The tFileList has 'exclude filemask' set to "*.xls*" and 'Use Glob Expressions as Filemask' box checked. This config works ok when I run the job from TOS on my machine (Windows) but when I run on unix a script generated from the job it fails with following error:
'java.lang.NoClassDefFoundError: org/apache/oro/text/GlobCompiler'
I tried to change it and use Perl5 Regex Expressions ('Use Glob Expressions as Filemask' box unchecked) with ".*\.xls.*" exclude filemask but it fails with another error:
'Unresolved compilation problem: Invalid escape sequence (valid ones are \b \t \n \f \r \" \' \\ )'
Any advise?
Thank you in advance

Accepted Solutions
One Star

Re: [resolved] tFileList filemask regex

Finally resolved!
The real problem here was the first error message (missing GlobCompiler class). The "*.xls*" filmask is ok.
The job worked ok on Windows as there I have the TOS installed which contains all the standard Talend libraries but it failed on unix because there is no TOS at all, I just execute there the java scripts generated by Talend so the libraries are missing.
My solution was:
1. The missing GlobCompiler class required for regular expressions is included in jakarta-oro-2.0.8.jar library, so I've added it to the user libraries in Talend preferences (Preferences -> Java -> Build Path -> User Libraries).
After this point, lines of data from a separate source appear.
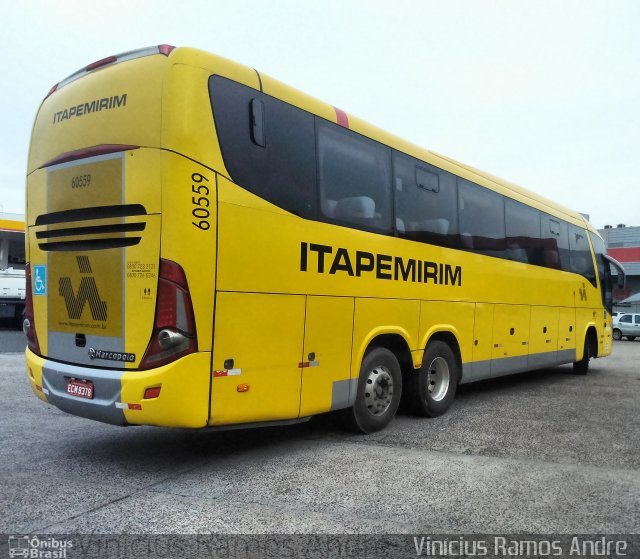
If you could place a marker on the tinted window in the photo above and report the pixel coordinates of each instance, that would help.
(354, 177)
(268, 146)
(426, 202)
(580, 253)
(554, 243)
(604, 270)
(481, 219)
(523, 233)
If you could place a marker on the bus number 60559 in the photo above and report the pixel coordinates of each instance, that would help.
(200, 202)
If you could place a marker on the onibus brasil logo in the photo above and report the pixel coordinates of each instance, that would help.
(35, 547)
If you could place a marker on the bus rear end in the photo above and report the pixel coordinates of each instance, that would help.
(112, 333)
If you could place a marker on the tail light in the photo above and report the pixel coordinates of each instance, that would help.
(174, 330)
(29, 325)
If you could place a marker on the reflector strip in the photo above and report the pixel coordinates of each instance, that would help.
(306, 364)
(341, 116)
(42, 389)
(227, 373)
(123, 406)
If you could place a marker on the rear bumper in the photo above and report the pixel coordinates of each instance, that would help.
(119, 394)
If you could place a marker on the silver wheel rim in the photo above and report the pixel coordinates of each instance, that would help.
(438, 377)
(378, 391)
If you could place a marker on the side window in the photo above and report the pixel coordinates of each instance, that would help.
(523, 233)
(268, 146)
(580, 253)
(554, 243)
(354, 177)
(481, 219)
(426, 202)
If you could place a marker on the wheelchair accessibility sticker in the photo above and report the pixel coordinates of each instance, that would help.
(40, 279)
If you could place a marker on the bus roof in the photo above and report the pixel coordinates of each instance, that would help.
(308, 103)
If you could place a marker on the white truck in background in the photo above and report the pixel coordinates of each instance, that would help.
(12, 295)
(12, 274)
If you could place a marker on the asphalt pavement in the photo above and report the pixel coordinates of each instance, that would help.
(541, 452)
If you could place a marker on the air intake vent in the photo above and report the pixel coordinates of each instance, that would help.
(93, 244)
(86, 214)
(74, 237)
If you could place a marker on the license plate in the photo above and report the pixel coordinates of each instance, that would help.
(80, 388)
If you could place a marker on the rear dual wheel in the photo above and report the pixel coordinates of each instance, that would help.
(431, 390)
(379, 391)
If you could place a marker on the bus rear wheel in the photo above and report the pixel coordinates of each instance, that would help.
(432, 390)
(582, 367)
(379, 391)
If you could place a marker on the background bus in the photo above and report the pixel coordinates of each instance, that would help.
(208, 247)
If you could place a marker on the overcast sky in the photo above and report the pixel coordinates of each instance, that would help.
(543, 93)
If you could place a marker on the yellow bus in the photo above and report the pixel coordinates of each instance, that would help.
(208, 247)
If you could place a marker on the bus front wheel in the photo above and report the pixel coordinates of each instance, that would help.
(379, 391)
(432, 390)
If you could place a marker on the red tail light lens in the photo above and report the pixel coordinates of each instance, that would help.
(174, 330)
(29, 325)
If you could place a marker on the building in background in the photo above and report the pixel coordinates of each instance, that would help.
(623, 244)
(12, 265)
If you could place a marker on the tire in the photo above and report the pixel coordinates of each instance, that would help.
(431, 391)
(379, 392)
(582, 367)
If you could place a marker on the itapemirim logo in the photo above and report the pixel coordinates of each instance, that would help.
(87, 292)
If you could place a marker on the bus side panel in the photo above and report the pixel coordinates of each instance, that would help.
(482, 344)
(374, 317)
(567, 335)
(586, 318)
(257, 351)
(510, 339)
(326, 383)
(453, 317)
(543, 345)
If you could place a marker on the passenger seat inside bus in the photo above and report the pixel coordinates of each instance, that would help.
(356, 207)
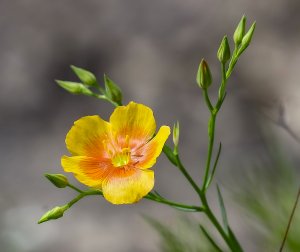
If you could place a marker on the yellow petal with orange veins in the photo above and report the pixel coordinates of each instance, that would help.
(86, 137)
(135, 121)
(145, 157)
(89, 171)
(125, 186)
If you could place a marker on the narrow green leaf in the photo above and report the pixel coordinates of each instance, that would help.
(223, 210)
(112, 91)
(74, 87)
(170, 155)
(210, 239)
(85, 76)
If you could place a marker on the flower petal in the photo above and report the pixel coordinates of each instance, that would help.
(145, 157)
(127, 185)
(89, 171)
(135, 121)
(86, 137)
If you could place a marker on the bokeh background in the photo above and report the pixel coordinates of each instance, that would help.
(152, 50)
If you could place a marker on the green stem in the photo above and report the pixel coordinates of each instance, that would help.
(211, 133)
(207, 100)
(75, 188)
(232, 63)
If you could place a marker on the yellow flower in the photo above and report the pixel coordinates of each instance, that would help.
(115, 156)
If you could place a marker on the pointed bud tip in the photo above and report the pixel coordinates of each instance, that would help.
(240, 31)
(59, 180)
(224, 51)
(204, 78)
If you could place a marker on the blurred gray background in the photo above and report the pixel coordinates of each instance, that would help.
(152, 50)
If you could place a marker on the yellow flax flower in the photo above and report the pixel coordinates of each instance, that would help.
(115, 156)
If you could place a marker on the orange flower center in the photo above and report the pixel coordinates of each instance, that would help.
(121, 158)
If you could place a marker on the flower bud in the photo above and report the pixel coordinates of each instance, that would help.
(224, 51)
(112, 91)
(54, 213)
(176, 136)
(85, 76)
(239, 31)
(247, 38)
(74, 87)
(59, 180)
(204, 78)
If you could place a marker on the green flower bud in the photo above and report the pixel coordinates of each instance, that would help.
(239, 31)
(85, 76)
(224, 51)
(204, 78)
(59, 180)
(112, 91)
(74, 87)
(176, 136)
(53, 214)
(247, 38)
When it is added to the preferences the library is added to 'lib' folder created by Talend when the java scripts are generated.
2. The GlobCompiler needs to be imported to a job using tLibraryLoad component.
Now everything works ok.

All Replies
Community Manager

Re: [resolved] tFileList filemask regex

Hi
Which version of TOS are you using? It is a compilation error, try ".*\\.xls.*"
Best regards
Shong
----------------------------------------------------------
Talend | Data Agility for Modern Business

Re: [resolved] tFileList filemask regex

also keep in mind that Regular expressions are a bit trickier in Java due to the double interpolation of your regular expression.
i.e. to match a single backslash with a Java regex, the expression must "double-escape" because the regex string is interpolated twice:
"\\\\" ---read to regex object --> "\\" -- regex string parsed --> "\"
The error you received is most likely due to an unescaped character class such as "\w+" instead of "\\w+"
One Star

Re: [resolved] tFileList filemask regex

Finally resolved!
The real problem here was the first error message (missing GlobCompiler class). The "*.xls*" filmask is ok.
The job worked ok on Windows as there I have the TOS installed which contains all the standard Talend libraries but it failed on unix because there is no TOS at all, I just execute there the java scripts generated by Talend so the libraries are missing.
My solution was:
1. The missing GlobCompiler class required for regular expressions is included in jakarta-oro-2.0.8.jar library, so I've added it to the user libraries in Talend preferences (Preferences -> Java -> Build Path -> User Libraries). When it is added to the preferences the library is added to 'lib' folder created by Talend when the java scripts are generated.
2. The GlobCompiler needs to be imported to a job using tLibraryLoad component.
Now everything works ok.